Certains jours, j’ai envie de transparence, de naturel, de lumière. D’autres, j’ai besoin de lignes nettes, de contraste, de contrôle. Parfois, je choisis des couleurs douces pour me rassurer. Parfois, je veux une bouche sombre ou un liner graphique, comme une armure.
Au fond, mon maquillage est souvent plus honnête que mes mots. Parce qu’il révèle une chose simple : ma fantaisie du jour.
Le maquillage comme miroir intérieur de son humeur

À première vue, on pense souvent que le maquillage sert à embellir. Mais pour moi, il sert aussi à comprendre.
Aussi, quand je me regarde dans le miroir, je ne vois pas seulement un visage. Je vois une énergie, un état d’esprit, une envie. Et je commence à remarquer un phénomène : certaines techniques reviennent selon ce que je ressens.
Ce ne sont pas des règles. Mais ce sont des indices.
Et ces indices m’apprennent des choses sur moi.
Beauté et introspection : une routine qui devient un rituel

Par ailleurs, il y a une différence entre “se préparer” et “se retrouver”.
Le maquillage peut devenir un rituel doux, un moment où l’on se recentre. Un moment où l’on prend le temps de se regarder vraiment.
Dans ce rituel, les gestes comptent autant que le résultat : poser son blush, tracer son eyeliner… ce sont des décisions minuscules, mais révélatrices.
Et quand on y fait attention, on se rend compte qu’on ne se maquille pas seulement selon ce qu’on veut montrer,
mais selon ce qu’on traverse.
Mini journaux de bord : observer ses looks comme on observe ses pensées et humeurs

Depuis quelques temps, j’aime garder une trace. Pas forcément avec des photos parfaites. Plutôt comme un carnet intime : un mini journal de bord.
L’idée est simple : noter (ou photographier) son maquillage du jour, et écrire deux ou trois lignes.
Ce n’est pas un diagnostic. C’est juste une façon de mettre de la clarté sur ce qu’on ressent.
Et parfois, c’est surprenant : on découvre des schémas.

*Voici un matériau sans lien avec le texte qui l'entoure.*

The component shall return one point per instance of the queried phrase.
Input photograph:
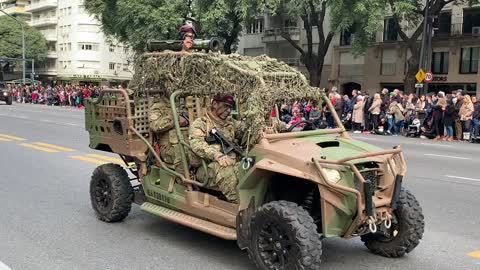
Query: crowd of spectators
(437, 116)
(68, 95)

On comprend ses besoins. On repère ses moments de fragilité, mais aussi ses moments de puissance.
Ce que ça change au quotidien
Observer son maquillage comme un reflet de son humeur, ça change tout.
Parce qu’au lieu de se maquiller en pilote automatique, on commence à se demander : “De quoi j’ai besoin aujourd’hui ?”
Et cette question, mine de rien, est importante.
Certains jours, on a besoin de disparaître un peu. D’autres, on a besoin d’être vue. Parfois, on a juste besoin d’un détail qui fait du bien.
Et le maquillage peut répondre à ça, sans pression, sans performance.
Se maquiller selon son humeur, c’est apprendre à s’écouter. Et c’est peut-être l’une des choses les plus belles que la beauté puisse offrir : une manière d’être plus proche de soi.